Data processing performance analysis for ultrafast electron beam X-ray CT using parallel processing hardware architectures

Abstract

The ultrafast electron beam X-ray computed tomography (CT) measuring system of the Helmholtz-Zentrum Dresden-Rossendorf (HZDR) is primarily operated for fundamental multiphase flow investigations, e.g. in various technical devices, and for validation of enhanced flow simulation models, e.g. developed for computational fluid dynamic codes (CFD). The CT scanner delivers cross-sectional material distributions by contactless measurements with a spatial resolution of approximately 1mm and a temporal resolution of maximal 8kHz. Currently, two central time-consuming processes have been identified limiting the efficient usage of that worldwide unique CT technique: a) the data transfer from the detector system to central data storages (e.g. computer or data base) and b) the data processing.
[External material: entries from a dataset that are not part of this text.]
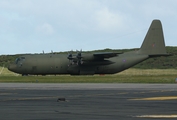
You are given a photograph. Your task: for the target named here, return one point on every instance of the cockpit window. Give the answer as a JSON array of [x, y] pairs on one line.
[[19, 59]]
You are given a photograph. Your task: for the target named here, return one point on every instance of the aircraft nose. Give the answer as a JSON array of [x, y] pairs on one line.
[[11, 67]]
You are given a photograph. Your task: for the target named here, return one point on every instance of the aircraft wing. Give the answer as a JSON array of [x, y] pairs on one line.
[[106, 54]]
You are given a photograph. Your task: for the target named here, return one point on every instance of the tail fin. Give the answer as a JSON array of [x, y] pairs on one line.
[[153, 44]]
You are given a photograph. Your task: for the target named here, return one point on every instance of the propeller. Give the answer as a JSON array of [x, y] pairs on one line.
[[75, 59]]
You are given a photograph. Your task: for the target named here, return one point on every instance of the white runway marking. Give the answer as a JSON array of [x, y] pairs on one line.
[[156, 116]]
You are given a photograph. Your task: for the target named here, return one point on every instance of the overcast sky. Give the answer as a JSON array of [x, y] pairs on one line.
[[31, 26]]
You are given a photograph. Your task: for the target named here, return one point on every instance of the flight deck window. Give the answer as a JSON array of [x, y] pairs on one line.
[[19, 59]]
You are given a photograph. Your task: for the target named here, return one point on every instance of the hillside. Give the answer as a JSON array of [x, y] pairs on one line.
[[153, 63]]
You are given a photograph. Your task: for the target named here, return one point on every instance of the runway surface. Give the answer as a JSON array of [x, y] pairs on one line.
[[24, 101]]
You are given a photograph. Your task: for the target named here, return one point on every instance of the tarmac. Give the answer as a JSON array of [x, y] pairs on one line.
[[28, 101]]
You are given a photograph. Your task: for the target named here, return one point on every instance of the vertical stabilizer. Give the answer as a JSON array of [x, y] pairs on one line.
[[153, 43]]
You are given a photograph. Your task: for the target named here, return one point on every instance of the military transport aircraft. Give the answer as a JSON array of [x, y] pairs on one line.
[[96, 63]]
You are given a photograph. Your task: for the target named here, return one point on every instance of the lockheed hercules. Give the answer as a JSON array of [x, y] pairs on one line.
[[96, 63]]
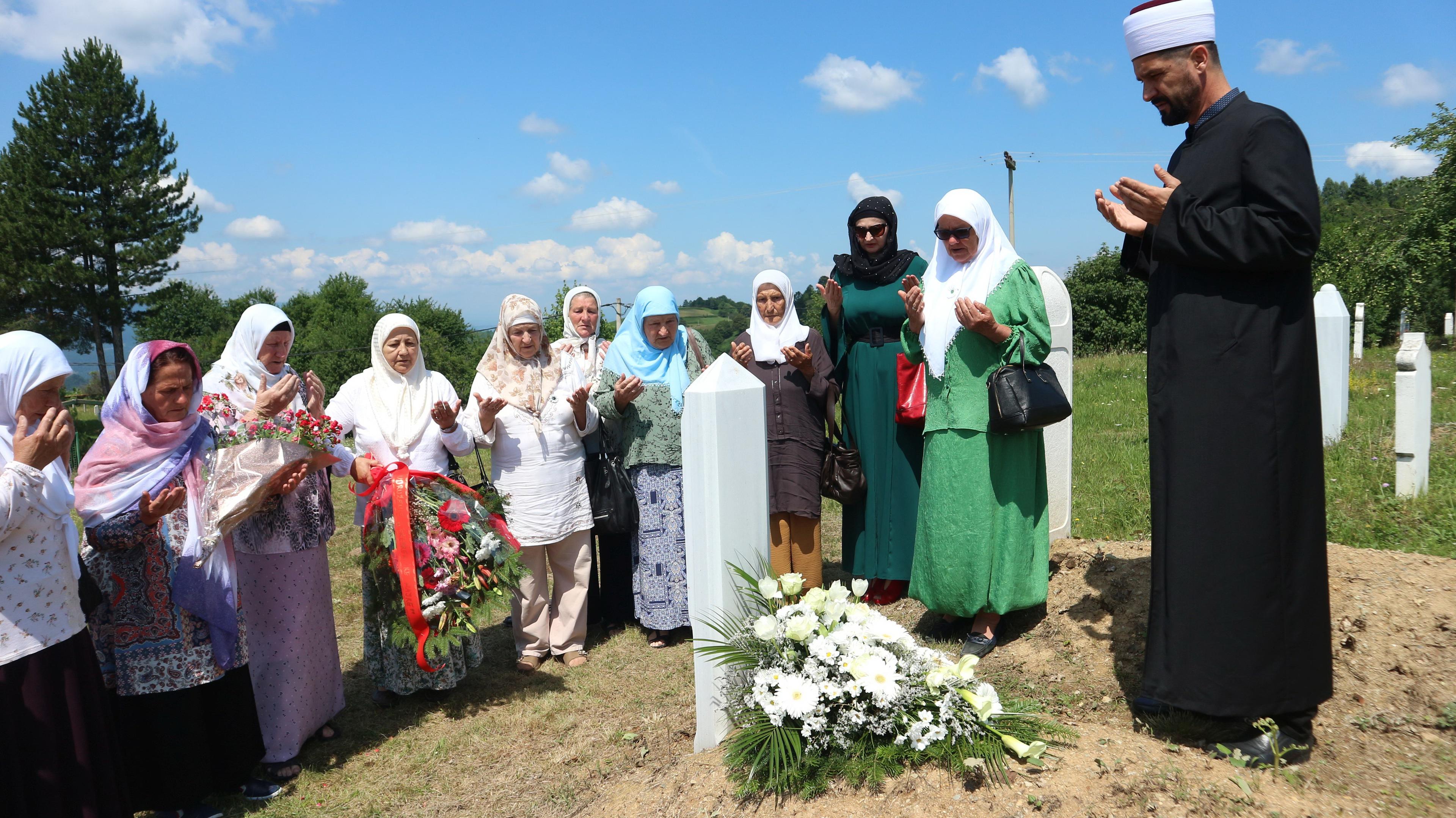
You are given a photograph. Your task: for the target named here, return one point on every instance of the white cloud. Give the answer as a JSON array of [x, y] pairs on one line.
[[612, 215], [860, 190], [631, 257], [1407, 83], [851, 85], [437, 231], [1388, 158], [1020, 72], [539, 126], [571, 170], [255, 228], [151, 36], [1285, 57]]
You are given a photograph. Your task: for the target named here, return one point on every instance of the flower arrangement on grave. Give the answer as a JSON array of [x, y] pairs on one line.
[[825, 688], [442, 557], [248, 456]]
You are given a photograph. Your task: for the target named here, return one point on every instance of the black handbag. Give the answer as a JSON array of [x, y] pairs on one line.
[[1026, 398], [842, 478]]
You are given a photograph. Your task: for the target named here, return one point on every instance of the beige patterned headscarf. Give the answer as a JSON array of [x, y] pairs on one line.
[[525, 383]]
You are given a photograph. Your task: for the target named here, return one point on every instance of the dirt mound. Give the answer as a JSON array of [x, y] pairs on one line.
[[1384, 744]]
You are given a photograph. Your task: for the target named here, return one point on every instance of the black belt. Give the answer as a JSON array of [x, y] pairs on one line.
[[875, 337]]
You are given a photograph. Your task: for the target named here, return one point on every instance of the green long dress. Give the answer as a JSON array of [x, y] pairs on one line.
[[982, 536], [879, 532]]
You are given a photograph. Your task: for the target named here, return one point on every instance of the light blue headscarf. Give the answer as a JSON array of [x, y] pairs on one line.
[[632, 354]]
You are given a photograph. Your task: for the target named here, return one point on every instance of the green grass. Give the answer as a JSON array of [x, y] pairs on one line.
[[1110, 458]]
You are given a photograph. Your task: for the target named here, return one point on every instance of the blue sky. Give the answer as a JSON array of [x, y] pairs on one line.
[[468, 151]]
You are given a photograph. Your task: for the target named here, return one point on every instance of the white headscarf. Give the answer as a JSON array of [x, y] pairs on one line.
[[239, 372], [568, 331], [401, 402], [769, 340], [947, 280], [27, 361]]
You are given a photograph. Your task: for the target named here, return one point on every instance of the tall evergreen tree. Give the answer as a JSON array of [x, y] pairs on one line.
[[97, 210]]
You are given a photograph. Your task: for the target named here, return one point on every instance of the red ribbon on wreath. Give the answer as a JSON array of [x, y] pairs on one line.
[[395, 491]]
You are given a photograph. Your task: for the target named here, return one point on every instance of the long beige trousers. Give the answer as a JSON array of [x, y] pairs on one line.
[[557, 625]]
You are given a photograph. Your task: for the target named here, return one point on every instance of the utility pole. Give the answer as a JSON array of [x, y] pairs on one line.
[[1011, 193]]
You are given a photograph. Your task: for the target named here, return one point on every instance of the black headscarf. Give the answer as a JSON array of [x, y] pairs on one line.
[[890, 262]]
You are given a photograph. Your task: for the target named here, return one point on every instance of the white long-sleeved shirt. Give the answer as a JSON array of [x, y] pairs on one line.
[[356, 414], [38, 604], [539, 472]]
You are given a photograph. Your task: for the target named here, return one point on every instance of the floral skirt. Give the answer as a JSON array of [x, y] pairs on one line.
[[395, 669], [660, 548]]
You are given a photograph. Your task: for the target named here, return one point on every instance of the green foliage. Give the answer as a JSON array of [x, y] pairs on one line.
[[91, 210], [1109, 306]]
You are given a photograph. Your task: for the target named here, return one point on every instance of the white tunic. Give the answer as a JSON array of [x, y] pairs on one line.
[[38, 604], [355, 411], [541, 475]]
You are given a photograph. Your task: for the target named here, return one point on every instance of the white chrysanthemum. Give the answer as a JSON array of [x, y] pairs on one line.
[[799, 696]]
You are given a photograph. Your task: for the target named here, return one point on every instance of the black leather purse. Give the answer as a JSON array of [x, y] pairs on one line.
[[842, 478], [1026, 398]]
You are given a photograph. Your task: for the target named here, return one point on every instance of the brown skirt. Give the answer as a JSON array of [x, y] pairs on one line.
[[60, 755]]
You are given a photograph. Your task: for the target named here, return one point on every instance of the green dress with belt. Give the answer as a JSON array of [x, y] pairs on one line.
[[982, 536], [879, 532]]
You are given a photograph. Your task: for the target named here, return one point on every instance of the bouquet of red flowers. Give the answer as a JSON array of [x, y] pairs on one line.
[[442, 558], [249, 455]]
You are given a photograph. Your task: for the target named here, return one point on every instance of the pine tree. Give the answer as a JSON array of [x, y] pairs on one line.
[[95, 212]]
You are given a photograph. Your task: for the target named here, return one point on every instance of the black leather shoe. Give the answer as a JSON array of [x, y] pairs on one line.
[[1261, 753]]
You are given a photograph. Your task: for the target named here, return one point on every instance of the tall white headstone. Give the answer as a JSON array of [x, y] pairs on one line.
[[1413, 415], [1059, 437], [726, 510], [1357, 349], [1333, 342]]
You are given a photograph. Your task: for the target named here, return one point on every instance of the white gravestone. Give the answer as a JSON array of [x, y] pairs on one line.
[[726, 512], [1413, 415], [1057, 439], [1357, 349], [1333, 345]]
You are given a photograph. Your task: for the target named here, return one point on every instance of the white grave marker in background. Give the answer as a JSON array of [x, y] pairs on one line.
[[726, 510], [1413, 415], [1333, 344], [1357, 349], [1057, 437]]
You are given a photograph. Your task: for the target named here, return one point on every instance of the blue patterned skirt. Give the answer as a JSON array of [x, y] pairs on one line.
[[660, 548]]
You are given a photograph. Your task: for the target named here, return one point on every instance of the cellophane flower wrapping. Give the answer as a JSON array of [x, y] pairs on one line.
[[466, 564], [248, 455], [825, 688]]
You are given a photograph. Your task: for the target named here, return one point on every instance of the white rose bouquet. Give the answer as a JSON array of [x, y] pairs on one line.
[[830, 689]]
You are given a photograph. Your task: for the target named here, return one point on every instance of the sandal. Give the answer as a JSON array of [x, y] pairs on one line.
[[334, 736], [276, 769]]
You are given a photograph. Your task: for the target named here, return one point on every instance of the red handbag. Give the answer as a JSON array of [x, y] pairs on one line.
[[910, 404]]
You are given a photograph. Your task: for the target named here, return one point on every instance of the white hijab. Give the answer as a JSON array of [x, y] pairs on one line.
[[27, 361], [568, 333], [947, 280], [766, 338], [239, 372], [401, 402]]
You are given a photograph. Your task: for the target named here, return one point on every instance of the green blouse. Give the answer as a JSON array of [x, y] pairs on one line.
[[648, 431], [959, 399]]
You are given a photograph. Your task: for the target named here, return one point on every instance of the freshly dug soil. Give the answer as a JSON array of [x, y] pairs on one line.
[[1384, 744]]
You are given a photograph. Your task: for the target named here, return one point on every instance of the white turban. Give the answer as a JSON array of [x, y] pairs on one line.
[[1167, 24]]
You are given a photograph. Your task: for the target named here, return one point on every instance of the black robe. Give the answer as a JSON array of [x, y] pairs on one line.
[[1239, 609]]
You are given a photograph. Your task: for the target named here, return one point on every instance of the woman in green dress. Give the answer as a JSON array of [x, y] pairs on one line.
[[982, 533], [863, 316]]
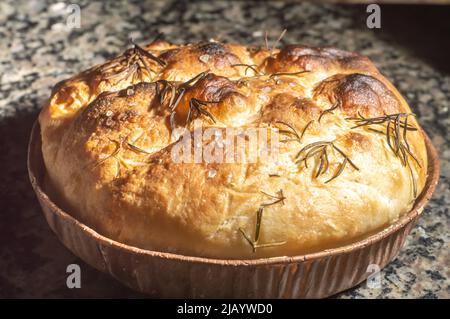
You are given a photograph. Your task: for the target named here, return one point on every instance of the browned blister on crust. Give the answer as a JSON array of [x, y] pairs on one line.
[[350, 159]]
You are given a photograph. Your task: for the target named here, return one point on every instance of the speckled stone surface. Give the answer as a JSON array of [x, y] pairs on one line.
[[37, 50]]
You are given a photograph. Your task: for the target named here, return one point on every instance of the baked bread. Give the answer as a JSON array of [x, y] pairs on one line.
[[350, 160]]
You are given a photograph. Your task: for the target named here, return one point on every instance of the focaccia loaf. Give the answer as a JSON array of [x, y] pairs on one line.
[[351, 156]]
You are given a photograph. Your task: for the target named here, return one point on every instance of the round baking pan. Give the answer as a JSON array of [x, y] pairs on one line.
[[160, 274]]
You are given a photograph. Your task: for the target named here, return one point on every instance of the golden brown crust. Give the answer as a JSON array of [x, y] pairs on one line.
[[107, 147]]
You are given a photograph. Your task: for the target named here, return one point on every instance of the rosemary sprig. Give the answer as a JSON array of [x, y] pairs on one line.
[[395, 131], [177, 95], [278, 198], [135, 60], [292, 131], [330, 110], [320, 150], [163, 88], [137, 149], [275, 43], [288, 73], [198, 106], [252, 67], [113, 154]]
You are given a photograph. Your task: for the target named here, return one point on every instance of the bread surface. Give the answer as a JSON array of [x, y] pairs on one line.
[[351, 159]]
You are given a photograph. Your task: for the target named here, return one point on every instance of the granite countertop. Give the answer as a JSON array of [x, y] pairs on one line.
[[37, 50]]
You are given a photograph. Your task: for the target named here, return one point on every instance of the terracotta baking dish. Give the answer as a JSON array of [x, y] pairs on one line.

Thus, data pre-processing and data reconstruction algorithms have been adapted for the use at multi-core central processing units (CPUs) and even many-core graphics processing units (GPUs). For optimal data processing results an advanced performance PC with two parallel operated high performance graphics processing units, a six-core processor, a high internal data bus speed and a large memory block has been assembled. The newly developed data processing algorithms induce a performance improvement of approximately 137 for the entire data processing sequence compared to the previous universally applicable single core CPU based data processing tool.